Patterns to follow: Existing _classify_with_llm() prompt structure; existing quick_classify() prompt structure.

Test scenarios:

  • Merged call returns both skill match and complexity score
  • Merged call with no matching skill returns complexity only
  • Merged call with invalid LLM response falls back to rule-based evaluation
  • Heuristic uncertain + merged call produces correct routing
  • Config classifier: llm uses merged call instead of two separate calls

Verification: Existing tests pass; merged routing reduces LLM calls from 2 to 1 when LLM routing is needed.

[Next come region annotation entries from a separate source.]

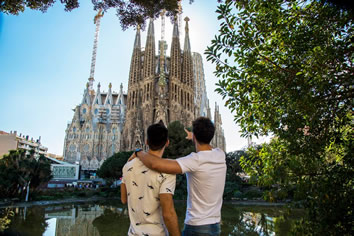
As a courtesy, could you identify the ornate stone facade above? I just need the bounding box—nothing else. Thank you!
[64,17,225,170]
[64,84,126,170]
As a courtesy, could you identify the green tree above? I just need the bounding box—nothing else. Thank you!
[0,0,188,29]
[97,152,133,185]
[206,0,354,235]
[0,150,52,198]
[164,121,195,159]
[223,150,246,199]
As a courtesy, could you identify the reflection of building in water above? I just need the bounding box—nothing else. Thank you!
[45,205,105,236]
[242,212,275,236]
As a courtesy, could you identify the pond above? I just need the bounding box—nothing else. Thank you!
[0,201,302,236]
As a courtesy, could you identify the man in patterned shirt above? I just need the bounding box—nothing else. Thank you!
[121,121,181,236]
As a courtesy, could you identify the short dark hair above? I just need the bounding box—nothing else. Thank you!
[193,117,215,144]
[147,120,168,151]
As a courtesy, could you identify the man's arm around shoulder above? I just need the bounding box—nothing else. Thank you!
[160,193,181,236]
[120,183,127,204]
[138,152,182,174]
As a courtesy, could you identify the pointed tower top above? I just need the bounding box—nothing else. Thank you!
[184,16,190,33]
[147,18,155,37]
[184,16,191,52]
[134,25,141,49]
[172,21,179,37]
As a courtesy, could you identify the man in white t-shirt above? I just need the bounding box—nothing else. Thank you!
[136,117,226,236]
[121,122,181,236]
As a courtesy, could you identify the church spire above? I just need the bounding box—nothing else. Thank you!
[129,26,141,85]
[143,19,155,78]
[170,19,181,80]
[184,17,191,52]
[88,9,103,93]
[182,17,194,88]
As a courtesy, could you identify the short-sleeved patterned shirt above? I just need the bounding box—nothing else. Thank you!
[122,158,176,236]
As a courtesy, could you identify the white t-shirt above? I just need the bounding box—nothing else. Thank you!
[122,158,176,236]
[176,148,226,225]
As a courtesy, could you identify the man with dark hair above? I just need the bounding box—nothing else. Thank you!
[121,121,181,236]
[131,117,226,236]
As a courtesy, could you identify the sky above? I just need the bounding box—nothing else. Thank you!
[0,0,268,155]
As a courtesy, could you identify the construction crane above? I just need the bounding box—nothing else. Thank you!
[89,9,104,91]
[159,9,167,86]
[160,9,166,41]
[178,0,182,37]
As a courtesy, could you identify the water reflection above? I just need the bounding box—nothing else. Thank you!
[0,202,301,236]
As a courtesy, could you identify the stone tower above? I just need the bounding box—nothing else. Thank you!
[122,17,195,150]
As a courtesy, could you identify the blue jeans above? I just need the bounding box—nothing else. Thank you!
[182,223,220,236]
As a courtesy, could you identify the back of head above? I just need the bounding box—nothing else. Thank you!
[193,117,215,144]
[147,120,168,151]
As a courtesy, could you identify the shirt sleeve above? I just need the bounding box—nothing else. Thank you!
[176,152,199,174]
[159,174,176,195]
[122,165,126,184]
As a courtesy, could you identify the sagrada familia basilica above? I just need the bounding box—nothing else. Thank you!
[64,14,225,170]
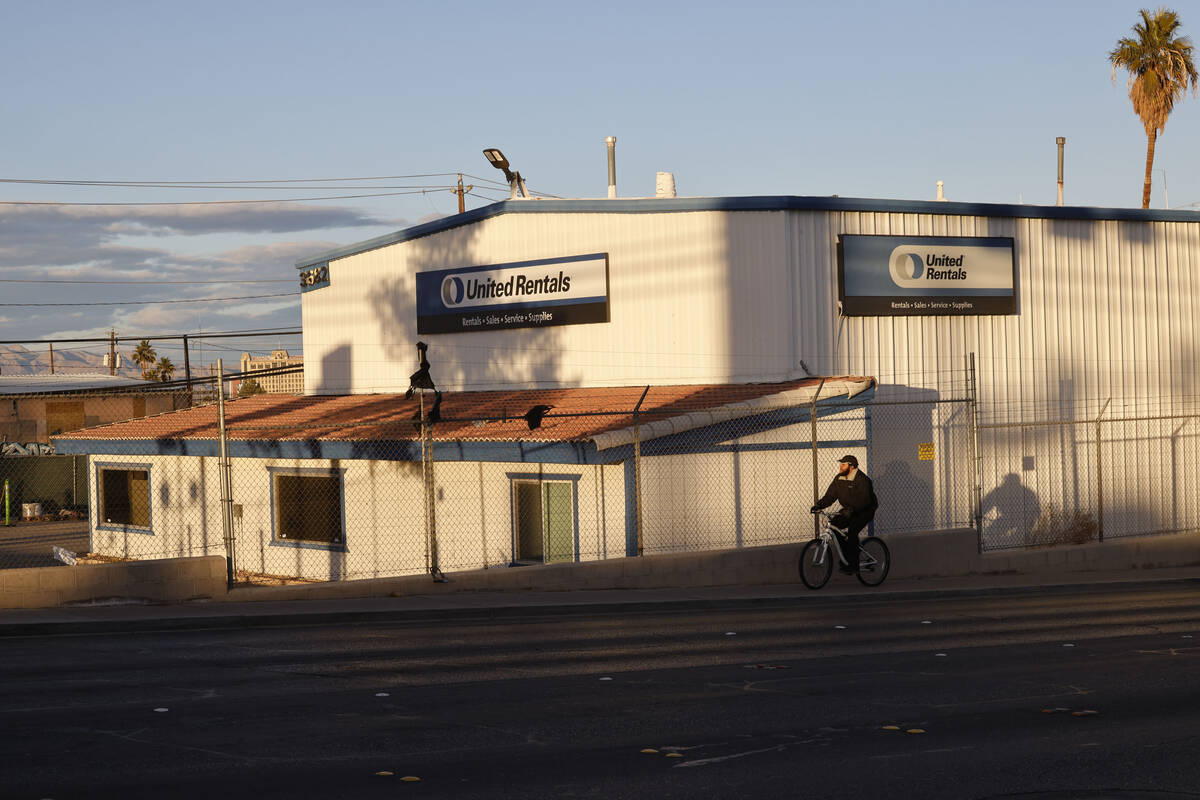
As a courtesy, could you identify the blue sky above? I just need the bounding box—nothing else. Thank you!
[0,0,1200,367]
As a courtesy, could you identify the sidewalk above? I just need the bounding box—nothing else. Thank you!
[0,566,1200,637]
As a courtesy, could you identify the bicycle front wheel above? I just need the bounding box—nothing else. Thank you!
[800,539,833,589]
[858,536,892,587]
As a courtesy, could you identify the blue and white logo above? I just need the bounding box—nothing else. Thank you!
[888,245,925,287]
[442,275,467,308]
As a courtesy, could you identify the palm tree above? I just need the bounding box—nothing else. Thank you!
[133,339,158,380]
[154,356,175,383]
[1109,8,1198,209]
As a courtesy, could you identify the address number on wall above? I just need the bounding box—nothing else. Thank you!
[300,264,329,291]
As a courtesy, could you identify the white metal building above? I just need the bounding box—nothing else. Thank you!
[56,197,1200,578]
[298,197,1200,551]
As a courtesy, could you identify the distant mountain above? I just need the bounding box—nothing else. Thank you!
[0,344,142,378]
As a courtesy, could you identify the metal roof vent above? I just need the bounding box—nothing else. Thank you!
[654,173,676,197]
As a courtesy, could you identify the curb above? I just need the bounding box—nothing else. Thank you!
[0,577,1200,638]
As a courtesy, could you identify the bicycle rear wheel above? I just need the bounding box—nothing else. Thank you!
[800,539,833,589]
[858,536,892,587]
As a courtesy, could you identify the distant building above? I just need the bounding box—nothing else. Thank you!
[241,350,304,395]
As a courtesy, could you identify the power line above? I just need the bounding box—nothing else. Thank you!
[0,186,456,206]
[0,291,300,308]
[0,173,463,187]
[0,278,296,285]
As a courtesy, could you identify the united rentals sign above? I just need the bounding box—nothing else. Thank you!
[838,234,1016,317]
[416,253,608,333]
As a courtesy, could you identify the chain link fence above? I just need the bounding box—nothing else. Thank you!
[21,371,1200,583]
[979,405,1200,551]
[39,387,971,583]
[0,390,190,569]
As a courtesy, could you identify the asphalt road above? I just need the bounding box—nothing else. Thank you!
[0,583,1200,800]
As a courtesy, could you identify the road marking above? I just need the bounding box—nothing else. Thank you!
[871,745,974,760]
[676,745,787,766]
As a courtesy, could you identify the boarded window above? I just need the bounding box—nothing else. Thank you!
[274,473,343,545]
[100,467,150,528]
[46,401,84,437]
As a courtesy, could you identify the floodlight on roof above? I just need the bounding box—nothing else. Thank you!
[484,148,529,198]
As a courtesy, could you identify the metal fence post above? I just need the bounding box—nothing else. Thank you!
[634,386,650,555]
[418,390,446,583]
[217,359,234,587]
[1096,397,1112,542]
[809,378,826,539]
[967,353,983,553]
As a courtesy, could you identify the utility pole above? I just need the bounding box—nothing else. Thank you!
[184,333,192,408]
[450,173,475,213]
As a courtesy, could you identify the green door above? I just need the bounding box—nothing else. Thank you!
[541,481,575,564]
[512,481,546,561]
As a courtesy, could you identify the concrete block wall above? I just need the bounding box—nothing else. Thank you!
[0,529,1200,608]
[0,555,227,608]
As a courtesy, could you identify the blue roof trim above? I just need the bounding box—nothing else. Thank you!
[296,194,1200,270]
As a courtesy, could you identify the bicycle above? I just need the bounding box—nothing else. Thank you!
[799,511,892,589]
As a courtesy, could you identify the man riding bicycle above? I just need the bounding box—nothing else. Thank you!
[810,456,880,575]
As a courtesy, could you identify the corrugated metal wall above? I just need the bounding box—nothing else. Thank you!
[304,210,1200,544]
[304,211,1200,421]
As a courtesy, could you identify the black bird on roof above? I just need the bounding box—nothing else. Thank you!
[404,342,437,398]
[524,403,554,431]
[409,389,442,431]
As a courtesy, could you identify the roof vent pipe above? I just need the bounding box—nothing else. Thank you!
[654,173,676,197]
[605,136,617,198]
[1055,136,1067,205]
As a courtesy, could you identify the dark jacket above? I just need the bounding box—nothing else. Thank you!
[816,470,880,515]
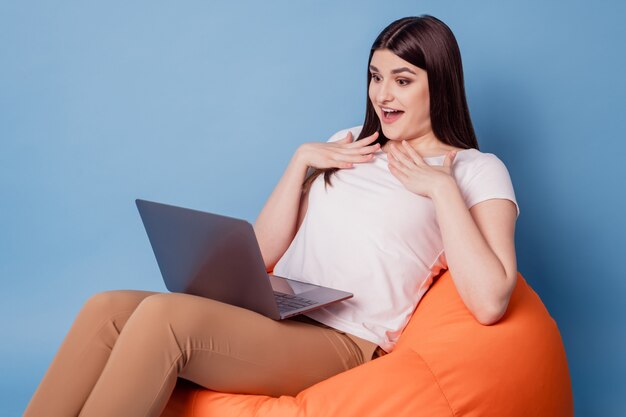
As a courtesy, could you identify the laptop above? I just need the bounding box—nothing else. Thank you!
[135,199,353,320]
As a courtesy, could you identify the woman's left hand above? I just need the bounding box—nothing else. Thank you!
[387,140,456,198]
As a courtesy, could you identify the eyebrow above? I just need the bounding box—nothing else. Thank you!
[370,65,417,75]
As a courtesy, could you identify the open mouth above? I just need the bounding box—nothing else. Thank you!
[383,110,404,123]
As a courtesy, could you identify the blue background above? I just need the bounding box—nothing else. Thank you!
[0,0,626,416]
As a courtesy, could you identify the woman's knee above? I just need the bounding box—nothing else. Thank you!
[81,290,155,316]
[135,293,185,321]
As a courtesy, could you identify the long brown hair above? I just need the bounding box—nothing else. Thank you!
[302,15,478,193]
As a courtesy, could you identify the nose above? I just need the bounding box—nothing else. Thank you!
[376,81,393,104]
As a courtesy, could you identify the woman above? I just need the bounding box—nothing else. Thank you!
[25,16,519,417]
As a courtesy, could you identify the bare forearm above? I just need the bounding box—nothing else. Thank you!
[254,151,307,266]
[432,178,511,324]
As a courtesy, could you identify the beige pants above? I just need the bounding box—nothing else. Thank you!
[24,290,377,417]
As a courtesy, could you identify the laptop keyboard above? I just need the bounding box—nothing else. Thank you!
[274,291,316,312]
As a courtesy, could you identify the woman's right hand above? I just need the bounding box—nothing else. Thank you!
[296,131,380,169]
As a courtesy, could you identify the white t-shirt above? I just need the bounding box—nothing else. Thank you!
[273,126,519,352]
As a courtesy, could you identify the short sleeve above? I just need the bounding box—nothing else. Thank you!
[461,153,520,217]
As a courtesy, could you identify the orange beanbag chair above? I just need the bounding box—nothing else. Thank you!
[162,271,574,417]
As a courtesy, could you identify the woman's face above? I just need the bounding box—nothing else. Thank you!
[369,49,432,140]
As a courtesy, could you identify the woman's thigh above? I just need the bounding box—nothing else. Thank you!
[129,293,364,396]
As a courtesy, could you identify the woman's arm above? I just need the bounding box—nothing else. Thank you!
[432,182,517,325]
[389,141,517,325]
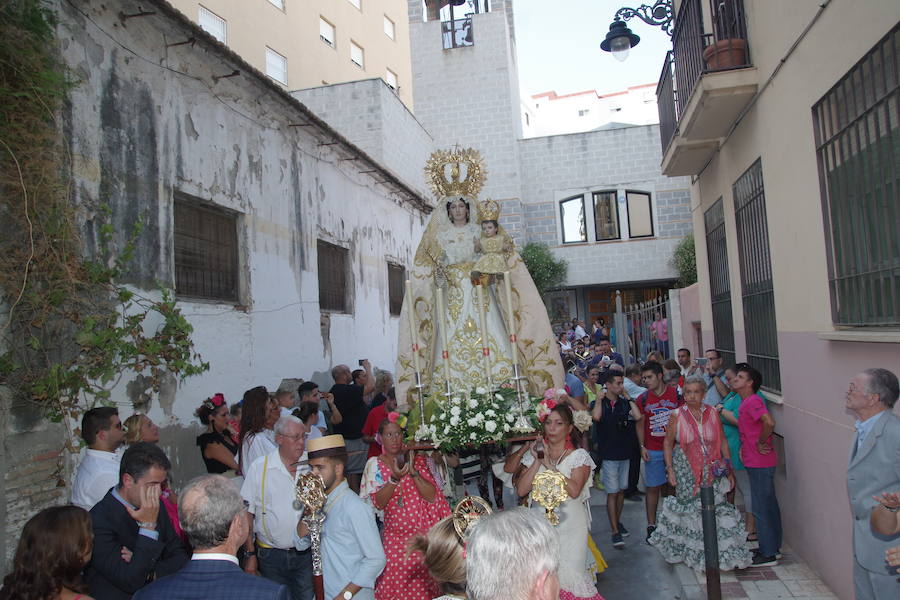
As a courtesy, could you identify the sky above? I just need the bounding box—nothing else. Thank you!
[513,0,671,97]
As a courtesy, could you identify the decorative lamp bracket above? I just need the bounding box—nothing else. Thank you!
[614,0,675,37]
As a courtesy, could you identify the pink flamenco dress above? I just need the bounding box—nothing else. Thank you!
[360,456,450,600]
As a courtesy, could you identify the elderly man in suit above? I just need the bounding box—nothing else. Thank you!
[847,369,900,600]
[134,475,290,600]
[85,442,188,600]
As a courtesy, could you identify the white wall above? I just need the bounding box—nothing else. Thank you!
[60,3,427,434]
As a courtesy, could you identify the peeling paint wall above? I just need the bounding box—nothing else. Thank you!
[51,0,427,492]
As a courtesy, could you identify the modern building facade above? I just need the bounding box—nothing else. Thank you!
[0,0,431,572]
[409,0,691,322]
[522,83,659,137]
[652,0,900,600]
[171,0,412,107]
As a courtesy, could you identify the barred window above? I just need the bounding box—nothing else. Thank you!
[813,25,900,326]
[174,194,238,302]
[316,240,349,312]
[703,198,735,365]
[732,159,781,391]
[594,190,620,242]
[559,196,587,244]
[388,262,406,316]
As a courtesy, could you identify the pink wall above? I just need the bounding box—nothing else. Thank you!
[703,323,900,600]
[676,283,703,357]
[772,332,900,600]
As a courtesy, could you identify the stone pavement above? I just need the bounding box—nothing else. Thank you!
[591,490,837,600]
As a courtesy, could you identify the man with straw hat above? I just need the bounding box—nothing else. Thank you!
[294,434,386,600]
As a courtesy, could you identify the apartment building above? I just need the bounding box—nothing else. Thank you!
[652,0,900,600]
[170,0,412,109]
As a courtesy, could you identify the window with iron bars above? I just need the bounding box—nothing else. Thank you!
[732,159,781,392]
[813,25,900,327]
[703,198,735,365]
[388,262,406,317]
[174,194,239,303]
[316,240,349,313]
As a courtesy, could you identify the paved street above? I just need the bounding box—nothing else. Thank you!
[591,490,837,600]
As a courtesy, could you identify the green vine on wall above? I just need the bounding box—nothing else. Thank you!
[0,0,209,432]
[522,242,569,296]
[672,234,697,287]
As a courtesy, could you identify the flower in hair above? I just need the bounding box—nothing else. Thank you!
[537,398,557,423]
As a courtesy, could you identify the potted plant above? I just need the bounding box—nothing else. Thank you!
[703,38,747,71]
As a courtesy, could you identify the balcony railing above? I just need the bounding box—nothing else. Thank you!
[656,0,751,154]
[656,50,678,156]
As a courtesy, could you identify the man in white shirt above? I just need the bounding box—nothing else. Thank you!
[72,406,125,510]
[295,434,386,600]
[241,416,313,600]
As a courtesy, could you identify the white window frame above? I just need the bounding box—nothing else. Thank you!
[266,46,287,85]
[350,40,366,71]
[384,69,400,91]
[319,15,337,48]
[554,188,659,246]
[197,4,228,44]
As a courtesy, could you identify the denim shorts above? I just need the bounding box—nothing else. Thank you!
[644,450,668,487]
[600,460,631,494]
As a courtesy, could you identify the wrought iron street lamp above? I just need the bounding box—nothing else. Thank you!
[600,0,675,61]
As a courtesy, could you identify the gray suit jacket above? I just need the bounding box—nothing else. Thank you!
[847,411,900,575]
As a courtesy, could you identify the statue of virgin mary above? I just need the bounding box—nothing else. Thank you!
[396,148,564,405]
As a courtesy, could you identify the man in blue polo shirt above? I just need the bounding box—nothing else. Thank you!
[591,373,642,548]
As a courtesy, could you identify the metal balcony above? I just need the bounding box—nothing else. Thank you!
[656,0,758,176]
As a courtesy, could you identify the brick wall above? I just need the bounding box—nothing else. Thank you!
[0,422,67,573]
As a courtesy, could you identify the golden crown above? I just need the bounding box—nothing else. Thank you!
[425,146,487,198]
[478,198,500,222]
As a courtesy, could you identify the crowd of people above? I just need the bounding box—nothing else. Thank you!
[0,342,900,600]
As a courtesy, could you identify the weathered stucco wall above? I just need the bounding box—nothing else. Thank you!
[0,0,428,568]
[61,2,426,422]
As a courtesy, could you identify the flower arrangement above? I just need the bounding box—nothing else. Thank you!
[424,387,538,452]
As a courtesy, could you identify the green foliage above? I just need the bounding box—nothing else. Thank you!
[0,0,209,428]
[672,234,697,287]
[522,242,569,296]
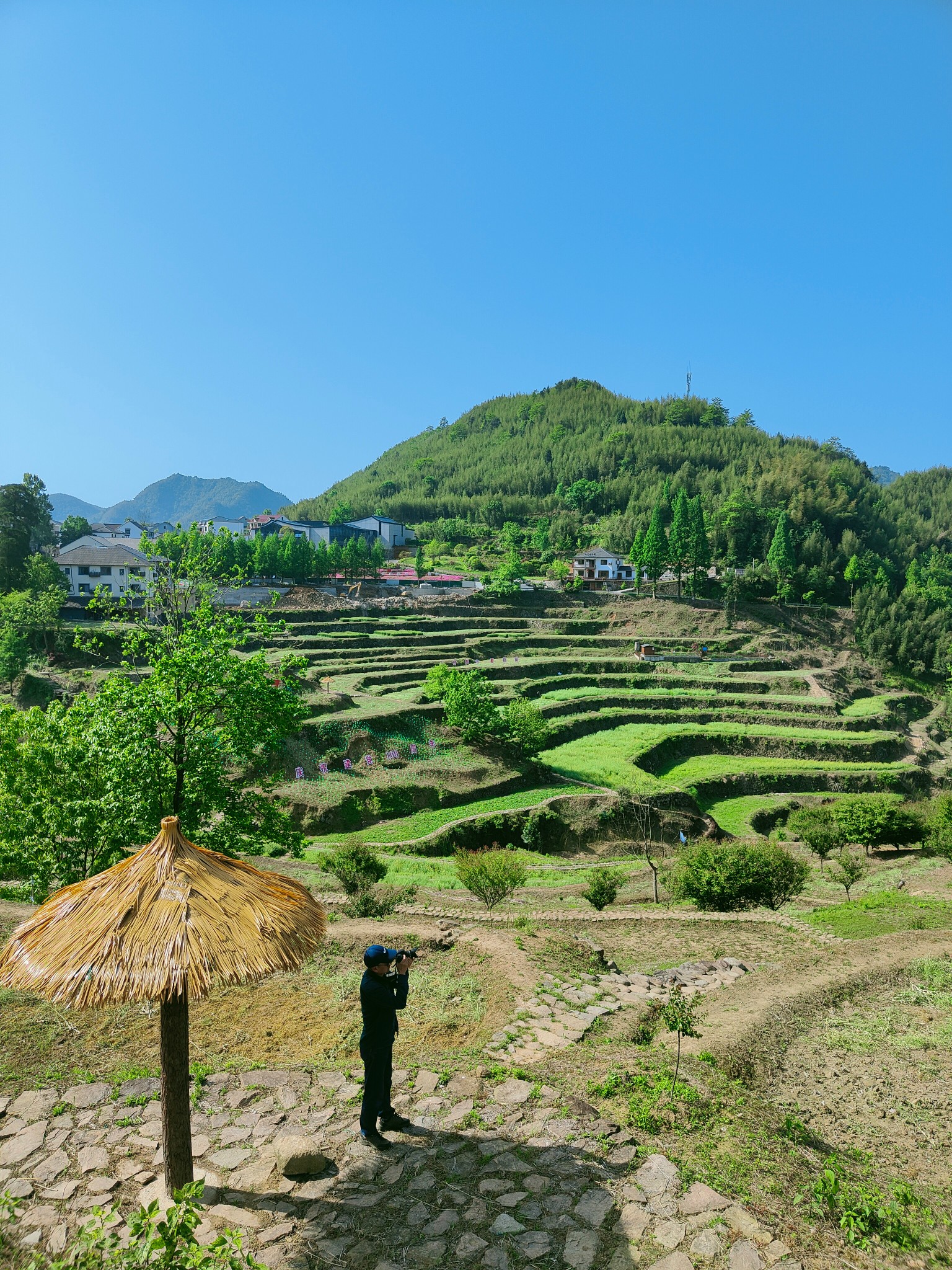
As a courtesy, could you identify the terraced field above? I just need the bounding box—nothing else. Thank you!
[258,594,935,851]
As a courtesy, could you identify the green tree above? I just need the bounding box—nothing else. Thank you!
[787,806,847,873]
[670,842,810,913]
[642,503,669,598]
[581,869,625,913]
[832,794,923,855]
[0,473,53,592]
[0,626,29,696]
[456,851,529,909]
[443,670,500,742]
[0,560,307,882]
[767,512,797,594]
[830,851,870,902]
[628,528,645,592]
[501,697,551,756]
[688,494,711,593]
[659,985,700,1103]
[668,489,690,596]
[321,842,387,895]
[60,515,93,548]
[327,502,354,525]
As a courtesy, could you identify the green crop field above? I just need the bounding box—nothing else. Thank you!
[808,890,952,940]
[664,755,909,785]
[306,784,586,843]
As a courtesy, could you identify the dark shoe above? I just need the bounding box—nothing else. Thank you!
[379,1111,413,1133]
[361,1129,394,1150]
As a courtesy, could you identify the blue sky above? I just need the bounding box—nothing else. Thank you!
[0,0,952,504]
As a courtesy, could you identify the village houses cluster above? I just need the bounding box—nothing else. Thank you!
[53,513,414,600]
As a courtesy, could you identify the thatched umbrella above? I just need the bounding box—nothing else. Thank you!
[0,815,325,1195]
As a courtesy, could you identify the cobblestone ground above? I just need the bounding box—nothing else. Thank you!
[0,1070,800,1270]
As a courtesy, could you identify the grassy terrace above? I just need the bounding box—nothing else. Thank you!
[540,722,896,791]
[307,783,588,843]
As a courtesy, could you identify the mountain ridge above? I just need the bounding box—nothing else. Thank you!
[50,473,288,526]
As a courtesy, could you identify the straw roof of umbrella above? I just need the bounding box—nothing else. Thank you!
[0,817,326,1008]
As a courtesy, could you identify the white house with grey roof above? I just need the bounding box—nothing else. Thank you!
[573,548,635,590]
[53,533,152,600]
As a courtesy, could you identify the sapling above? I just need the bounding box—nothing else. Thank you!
[659,987,700,1103]
[831,851,870,900]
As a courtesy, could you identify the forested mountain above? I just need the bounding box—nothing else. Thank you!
[50,473,287,526]
[287,380,952,564]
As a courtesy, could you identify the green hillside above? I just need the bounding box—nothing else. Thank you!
[286,380,952,562]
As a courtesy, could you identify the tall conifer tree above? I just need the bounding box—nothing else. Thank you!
[643,503,668,598]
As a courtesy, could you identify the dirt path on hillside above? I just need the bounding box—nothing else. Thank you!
[684,931,952,1081]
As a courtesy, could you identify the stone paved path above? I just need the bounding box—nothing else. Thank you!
[0,1070,800,1270]
[485,957,749,1063]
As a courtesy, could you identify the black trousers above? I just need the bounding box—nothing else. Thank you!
[361,1040,394,1133]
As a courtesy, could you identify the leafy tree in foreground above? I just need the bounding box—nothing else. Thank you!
[501,697,551,756]
[60,515,93,548]
[787,806,847,873]
[0,551,306,884]
[671,842,810,913]
[830,851,870,900]
[456,851,529,909]
[658,987,700,1103]
[581,869,625,913]
[832,794,923,855]
[443,670,500,742]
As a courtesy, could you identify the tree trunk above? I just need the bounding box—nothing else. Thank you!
[159,989,194,1199]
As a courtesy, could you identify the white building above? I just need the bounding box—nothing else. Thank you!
[53,533,152,598]
[573,548,635,590]
[196,515,252,538]
[348,515,416,549]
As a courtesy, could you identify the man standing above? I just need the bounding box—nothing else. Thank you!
[361,944,410,1150]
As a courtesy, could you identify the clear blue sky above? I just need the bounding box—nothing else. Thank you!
[0,0,952,504]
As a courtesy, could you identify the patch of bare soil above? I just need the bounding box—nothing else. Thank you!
[765,987,952,1189]
[0,918,522,1092]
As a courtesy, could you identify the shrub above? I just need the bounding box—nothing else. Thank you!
[321,842,387,895]
[456,851,528,908]
[503,697,550,756]
[522,806,565,851]
[831,851,870,899]
[787,806,847,873]
[925,794,952,859]
[443,670,500,740]
[344,887,416,917]
[581,869,625,913]
[832,794,923,855]
[670,842,810,912]
[0,1181,264,1270]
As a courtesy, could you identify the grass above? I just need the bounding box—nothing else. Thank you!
[305,785,585,843]
[664,755,910,785]
[309,847,646,890]
[808,890,952,940]
[539,722,897,793]
[698,794,902,838]
[840,696,895,719]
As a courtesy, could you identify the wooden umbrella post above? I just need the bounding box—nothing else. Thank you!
[159,988,194,1199]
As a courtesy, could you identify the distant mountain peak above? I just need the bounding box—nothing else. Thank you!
[51,473,288,526]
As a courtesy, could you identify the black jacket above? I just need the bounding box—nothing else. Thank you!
[361,970,410,1046]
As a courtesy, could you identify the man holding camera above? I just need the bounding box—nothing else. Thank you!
[361,944,414,1150]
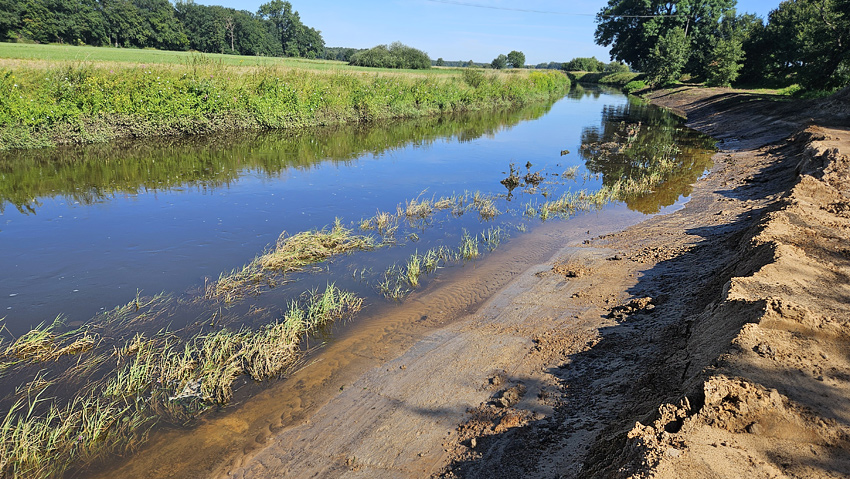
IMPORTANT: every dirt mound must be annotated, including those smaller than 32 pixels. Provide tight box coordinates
[603,127,850,478]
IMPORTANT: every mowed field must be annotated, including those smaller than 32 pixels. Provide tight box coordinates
[0,43,462,75]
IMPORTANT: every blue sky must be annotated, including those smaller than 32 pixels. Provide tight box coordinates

U3. Parallel tool execution in ReActEngine

Goal: Execute multiple independent tool_calls from a single LLM response in parallel, gated by config flag react.parallel_tools.

Requirements: R5, R4

Dependencies: None

Files:

  • src/agentkit/core/react.py — modify _execute_loop() and execute_stream() to use asyncio.gather()
  • src/agentkit/server/config.py — add react.parallel_tools config
  • agentkit.yaml — add react section
  • tests/unit/test_react_engine.py — add parallel execution tests

Approach:

  1. Add parallel_tools: bool = True parameter to ReActEngine.__init__.

  2. In _execute_loop() and execute_stream(), when response.tool_calls has >1 items and parallel_tools is True:

    • Execute all tool calls concurrently with asyncio.gather(*[_execute_tool(tc.name, tc.arguments, tools) for tc in response.tool_calls], return_exceptions=True)
    • Build tool result messages in tool_call_id order
    • Append all results to conversation in order
  3. When parallel_tools is False, keep current serial behavior.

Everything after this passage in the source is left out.